I was exposed to a TON of great underground bands/music in the '80s via KTRU. In fact, I have long considered it (along with WREK) to be the benchmark against which all "college radio" should be compared. Terrible news.
Jandek faints! No really sad sad news, I still know some folks who do a shift on the Genetic Memory Show on tuesdays and my thoughts went to them as soon as I heard.
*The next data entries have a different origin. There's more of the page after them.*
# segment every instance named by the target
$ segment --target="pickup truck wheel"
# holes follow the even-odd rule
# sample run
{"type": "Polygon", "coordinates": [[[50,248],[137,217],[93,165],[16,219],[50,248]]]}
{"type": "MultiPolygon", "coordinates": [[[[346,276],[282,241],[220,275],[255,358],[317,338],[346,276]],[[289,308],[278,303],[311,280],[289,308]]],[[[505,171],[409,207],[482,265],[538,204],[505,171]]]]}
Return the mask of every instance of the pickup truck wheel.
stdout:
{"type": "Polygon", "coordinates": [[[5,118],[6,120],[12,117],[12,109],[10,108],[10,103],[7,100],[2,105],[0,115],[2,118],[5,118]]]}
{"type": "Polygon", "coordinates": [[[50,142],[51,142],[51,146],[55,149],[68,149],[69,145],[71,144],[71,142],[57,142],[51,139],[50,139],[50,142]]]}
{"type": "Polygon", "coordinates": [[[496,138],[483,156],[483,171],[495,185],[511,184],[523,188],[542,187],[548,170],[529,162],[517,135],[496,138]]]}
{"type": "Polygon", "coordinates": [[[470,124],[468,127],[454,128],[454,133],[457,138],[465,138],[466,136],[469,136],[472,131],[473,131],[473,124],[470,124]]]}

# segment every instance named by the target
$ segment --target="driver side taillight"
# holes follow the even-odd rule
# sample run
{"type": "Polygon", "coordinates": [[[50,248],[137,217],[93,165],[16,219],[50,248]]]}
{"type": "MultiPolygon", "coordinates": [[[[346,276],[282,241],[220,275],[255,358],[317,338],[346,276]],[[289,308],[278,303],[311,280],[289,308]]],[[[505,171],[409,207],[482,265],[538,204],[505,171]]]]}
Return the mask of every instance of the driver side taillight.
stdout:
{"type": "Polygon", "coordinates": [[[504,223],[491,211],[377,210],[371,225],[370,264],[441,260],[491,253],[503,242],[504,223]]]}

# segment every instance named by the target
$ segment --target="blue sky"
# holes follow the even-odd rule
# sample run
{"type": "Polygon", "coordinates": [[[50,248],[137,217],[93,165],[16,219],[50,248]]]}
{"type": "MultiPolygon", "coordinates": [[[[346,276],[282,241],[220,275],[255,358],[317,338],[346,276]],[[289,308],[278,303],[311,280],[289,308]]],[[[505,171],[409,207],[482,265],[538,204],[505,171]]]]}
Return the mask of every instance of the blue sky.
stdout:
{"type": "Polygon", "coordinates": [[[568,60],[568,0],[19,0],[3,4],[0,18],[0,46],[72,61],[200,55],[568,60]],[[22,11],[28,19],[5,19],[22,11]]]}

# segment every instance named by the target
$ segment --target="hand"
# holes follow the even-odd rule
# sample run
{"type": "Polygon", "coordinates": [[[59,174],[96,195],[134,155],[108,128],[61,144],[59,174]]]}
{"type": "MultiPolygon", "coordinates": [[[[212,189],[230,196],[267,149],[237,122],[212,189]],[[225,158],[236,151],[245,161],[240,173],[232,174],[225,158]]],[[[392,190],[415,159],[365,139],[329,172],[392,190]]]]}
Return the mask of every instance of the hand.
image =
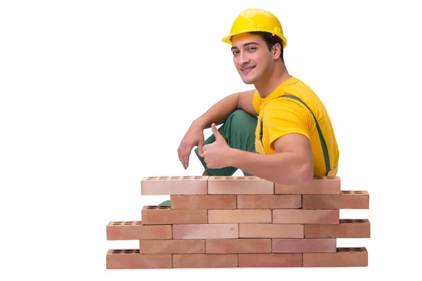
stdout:
{"type": "Polygon", "coordinates": [[[185,136],[184,136],[179,148],[177,153],[179,155],[179,160],[185,169],[189,166],[189,156],[193,146],[198,146],[198,152],[199,156],[203,156],[203,146],[204,145],[204,129],[198,124],[193,122],[185,136]]]}
{"type": "Polygon", "coordinates": [[[215,124],[211,126],[212,133],[215,136],[215,141],[203,147],[204,161],[207,167],[210,169],[219,169],[230,166],[229,159],[231,148],[229,146],[224,138],[219,133],[215,124]]]}

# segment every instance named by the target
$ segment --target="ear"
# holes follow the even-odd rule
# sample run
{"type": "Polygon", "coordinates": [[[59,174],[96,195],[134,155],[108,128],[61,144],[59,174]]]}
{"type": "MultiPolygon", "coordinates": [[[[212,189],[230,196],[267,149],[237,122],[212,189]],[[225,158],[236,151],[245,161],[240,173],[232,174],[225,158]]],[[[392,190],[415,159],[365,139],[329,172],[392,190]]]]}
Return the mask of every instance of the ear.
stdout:
{"type": "Polygon", "coordinates": [[[273,59],[278,60],[280,58],[280,55],[281,54],[281,46],[279,43],[276,44],[273,46],[273,59]]]}

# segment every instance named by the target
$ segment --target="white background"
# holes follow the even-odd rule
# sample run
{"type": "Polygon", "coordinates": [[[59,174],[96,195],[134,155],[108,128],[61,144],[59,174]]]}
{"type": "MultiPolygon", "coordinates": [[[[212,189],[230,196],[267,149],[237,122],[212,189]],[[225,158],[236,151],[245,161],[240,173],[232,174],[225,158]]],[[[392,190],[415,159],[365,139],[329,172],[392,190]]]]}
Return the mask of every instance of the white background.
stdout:
{"type": "Polygon", "coordinates": [[[1,1],[0,279],[354,280],[416,269],[422,22],[417,1],[399,3],[1,1]],[[221,42],[250,7],[279,17],[288,70],[324,102],[342,189],[370,194],[369,210],[340,216],[369,218],[371,237],[338,242],[366,247],[369,266],[106,270],[108,249],[138,247],[107,241],[107,223],[169,198],[141,197],[141,178],[202,174],[193,153],[187,170],[179,162],[183,136],[250,89],[221,42]]]}

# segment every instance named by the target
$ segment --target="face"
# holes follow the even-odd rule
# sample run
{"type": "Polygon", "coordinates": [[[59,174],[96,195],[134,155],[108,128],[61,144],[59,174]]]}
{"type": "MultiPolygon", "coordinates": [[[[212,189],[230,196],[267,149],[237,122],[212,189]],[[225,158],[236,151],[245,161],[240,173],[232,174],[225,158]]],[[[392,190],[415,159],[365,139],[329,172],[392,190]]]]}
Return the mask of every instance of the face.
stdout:
{"type": "Polygon", "coordinates": [[[259,35],[234,36],[231,51],[234,65],[245,84],[255,84],[264,79],[272,70],[274,54],[259,35]]]}

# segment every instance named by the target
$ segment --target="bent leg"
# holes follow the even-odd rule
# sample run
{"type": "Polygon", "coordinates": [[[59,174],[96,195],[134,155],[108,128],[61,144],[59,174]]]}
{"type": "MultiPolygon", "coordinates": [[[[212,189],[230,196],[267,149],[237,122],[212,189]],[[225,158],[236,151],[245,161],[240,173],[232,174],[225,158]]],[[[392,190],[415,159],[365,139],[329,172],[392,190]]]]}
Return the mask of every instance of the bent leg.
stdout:
{"type": "MultiPolygon", "coordinates": [[[[229,147],[243,151],[256,152],[255,148],[255,130],[257,127],[257,118],[249,113],[236,110],[229,115],[224,123],[218,129],[223,138],[227,142],[229,147]]],[[[211,135],[204,141],[204,145],[212,143],[215,141],[214,135],[211,135]]],[[[203,157],[199,156],[198,148],[195,149],[195,153],[200,159],[205,173],[208,176],[232,176],[237,168],[227,166],[222,169],[209,169],[205,162],[203,157]]],[[[245,176],[252,176],[243,171],[245,176]]]]}

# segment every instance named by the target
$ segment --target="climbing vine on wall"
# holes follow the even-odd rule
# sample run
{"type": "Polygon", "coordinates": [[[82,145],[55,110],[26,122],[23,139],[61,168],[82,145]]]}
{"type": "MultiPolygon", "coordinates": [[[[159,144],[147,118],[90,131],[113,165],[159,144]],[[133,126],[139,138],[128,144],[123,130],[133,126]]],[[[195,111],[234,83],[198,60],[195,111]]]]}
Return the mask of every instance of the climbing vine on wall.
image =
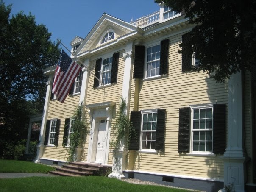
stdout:
{"type": "Polygon", "coordinates": [[[76,160],[75,149],[84,142],[85,136],[89,128],[89,124],[86,118],[85,117],[83,118],[83,116],[84,115],[83,109],[82,104],[78,106],[75,110],[74,115],[71,117],[71,119],[73,120],[71,125],[74,132],[70,136],[68,157],[69,161],[75,161],[76,160]]]}
{"type": "MultiPolygon", "coordinates": [[[[125,137],[127,136],[128,131],[135,132],[134,127],[129,120],[128,117],[125,114],[126,107],[125,100],[121,97],[119,105],[119,112],[112,129],[112,135],[114,139],[110,142],[110,146],[113,148],[114,151],[120,149],[122,145],[122,140],[125,139],[125,137]]],[[[128,142],[129,140],[128,138],[128,142]]]]}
^^This^^^ any station that would play Seven Seconds and Willie Nelson back to back is awesome in my book. well..at least theres still KPFT
Ridiculous troll that, for the life of me, I don't know how he's still on this BBS. KTRU is anything but a political, "hippie" station. I know you're probably old and bitter about things less important than this, but college radio is just a cool thing to do. Don't tell me that if you were on a college campus and somebody offered you the chance to spin some records and share your tastes with others that you wouldn't jump at the chance. Or maybe you're in a band that can't break in to any airplay on a mainstream station because they're really all just part of the same corporation that sends the same playlist to every station it holds. KTRU is a great resource for having your music get heard and have some validation for what you do. In short, I took the troll bait here and my post can be translated to "tl;dr YOU MAD"
KTRU was a cool station. Wish UH was just letting it stay the same format, only being run by cougars.
I like KTRU, but I'm excited about having separate stations for classical music and NPR news broadcasts. Won't even have to change my car's presets...
If I didn't know the song and had to get out of my car before the host would give you the run down of the play list, I would write the time the song was played and look it up on their online set list. It was the only way I can get the artist name for future reference. Discovered a lot of great stuff with KTRU. It will be missed...especially the PSAs..those were sometimes funny.